Trees and mountains for blog by DC widow writer Marjorie Brimley
New Perspectives

On Details and Memory

I was talking with my sister the other day. We were trying to remember some things about my mom. When did she get sick? When did we know? When was it obvious to other people? We could remember the basics: that she had depression our entire lives, that it got worse when we were young teenagers, that by the time we were both in high school she rarely got out of bed. But the other details were hard to remember. What year did we take the last trip together as a family to the mountains? Three years before she died? More? You would think we would remember everything – she was our mother, of course. But even as we really tried to remember, we couldn’t pinpoint all the details.

Memory is strange. Sometimes I am surprised when I read a blog post of mine from 2018 or even 2019. When I think back to the early days after losing Shawn, I can remember key moments, like when I first went back to teaching after Shawn died and found my planner, and across the top every other Thursday I had written “chemo”. Or when I sat at the kitchen counter four months after he died and thought I just couldn’t keep going.
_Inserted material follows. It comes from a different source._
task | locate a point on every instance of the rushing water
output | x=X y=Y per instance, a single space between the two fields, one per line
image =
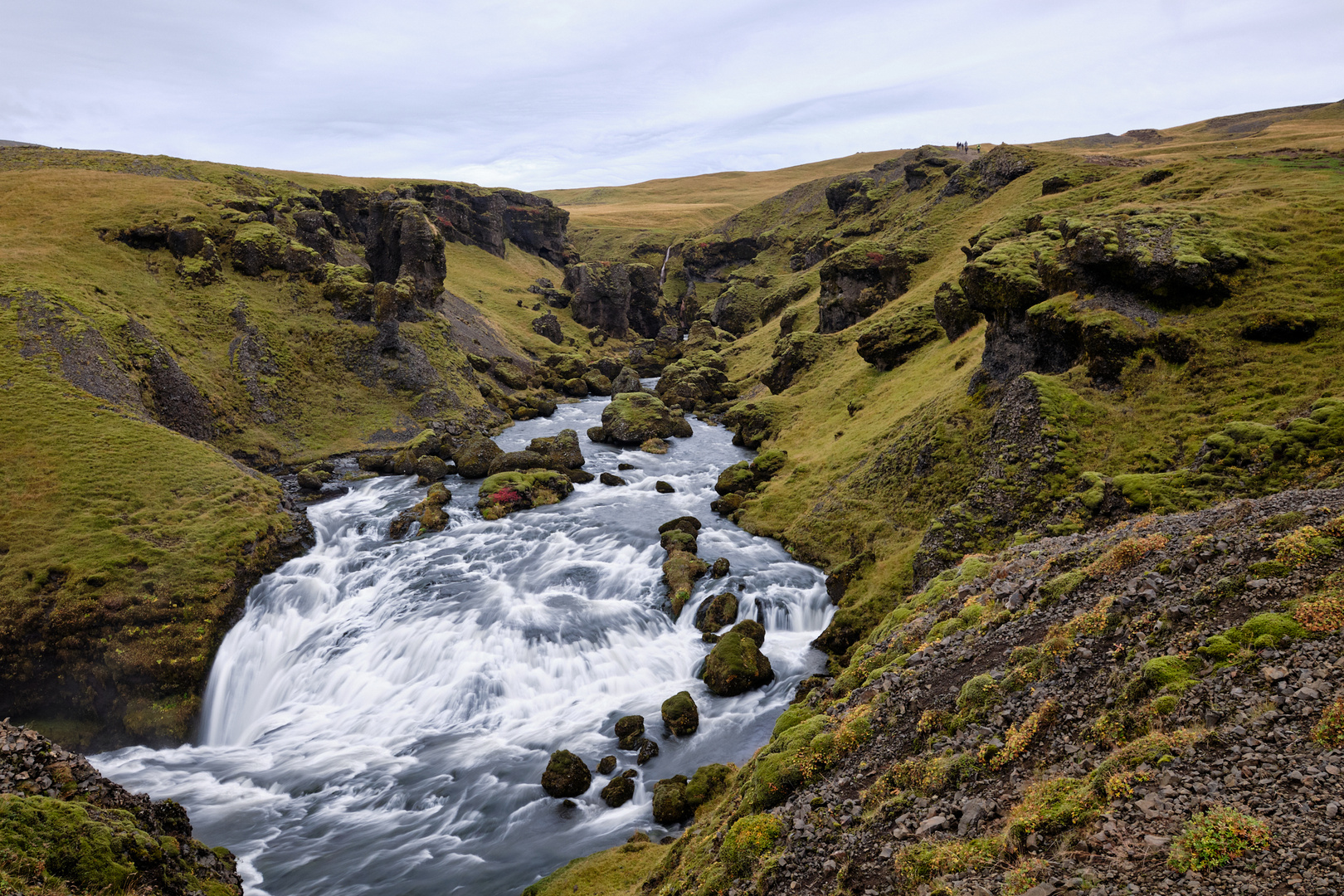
x=379 y=719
I can remember the first time I took Claire to her guitar lessons and what it was like to visit Shawn‘s grave on his birthday. But sometimes it’s hard to remember exactly what happened and how I felt at different points in time. Was I just as bereft six months after Shawn died as I had been two months after he died? Could I see positive pieces of my future by the end of that first year of widowhood? When I try to answer these questions just from my memory, I often settle on an answer easily: no, I was not as sad six months after Shawn died as I had been two months after he died. Yes, I could see happy pieces of my future a year after I had been widowed.

But when I go back to my blog and look to confirm the answers to some of these questions, sometimes I find a different story. Sometimes I see a note, maybe from a blog post in the fall of 2018, a time I remember as being hopeful, and I am surprised to learn that I had some weeks in there that felt just as bad as the first few months after he died.

When people ask me what it was like after Shawn died, I give them the best answer that I can. It was terrible. There were many months after he died when I felt hopeless. But then I say it got better after four months. There was an upward trajectory. Things got easier. And all of that is true, if I think of the big picture of that first year.

But the details matter don’t they? It matters that I had low points not just at two months after Shawn died, but also at eight months after he died and 14 months after he died. It also matters that some of my experiences, like Shawn‘s 41st birthday (the one we spent at his grave) was not 100% sad. There were moments that day that were happy, too. There were moments that day when I felt proud of my children. And this may be strange to say but there were also moments that day when I also felt proud of myself, too.

The blog, in a way, keeps me honest. Sometimes I want to remember the past – and especially the early days of widowhood – in one way. But I kept a record of what it was like, both on this blog and in my private diaries. Sometimes those records are not pretty. Sometimes I said things on them that I don’t want to remember that I said. Things like, “I will never love anyone like I love Shawn!” That example is just one example, but it’s a good one because it’s hard to re-read today, having found a second love with Chris.

I don’t think that means that memory is not important. I just think it means that memory is not perfect. Of course this blog does not tell every bit of every part of my story, but it does remind me that it was not always just a straight line upwards, towards a happy future. I struggled at a lot of different points – sometimes I struggled so badly that I wasn’t sure how I was going to get to the next week. I really missed Shawn, sometimes at the most mundane times, like when things were hard at work and when parenting was too much and when I just wanted someone to hold my hand a party. I made some bad decisions and I said inappropriate things and I wasn’t often a great parent, especially that first year.

When I think back to the first year after Shawn died, what I remember is merely that things did get easier. And that is true. So it’s not a lie when I tell people who are struggling with new widowhood that “it gets easier”. It does. It’s just not the full autobiographical truth. It’s merely what I can recall.

My sister and I cannot remember the moment when we both knew my mom was really sick. We just knew she wasn’t that sick and then she was. We can’t even really remember the year it happened, and we certainly can’t remember most of the details.

But I haven’t forgotten everything from my teenage years. In fact, the thing I remember most was that my sister was always there. I knew that when things were hard, she was there in the room adjacent to mine, and she was there in the bathroom we shared and she was there riding shotgun in the seat next to me to school. Having her by me was a great comfort. The rest of details really don’t matter that much, not to me.

2 Comments

  • Angie Bell

    I am at 9 months out and I can attest to that rollercoaster of emotions. And the fact that they come at crazy times. But I have had many good moments, too. Next week I will move, the third move in less than a year, to be near my grandkids. I think it is a good decision. I need them and they need me. This isn’t what we planned, but it is where I am. I am going forward.

    • M Brimley

      That’s a good decision – yes to moving near your grandkids! I wish you so much joy, and being near grandkids sounds like it will bring happiness to your life!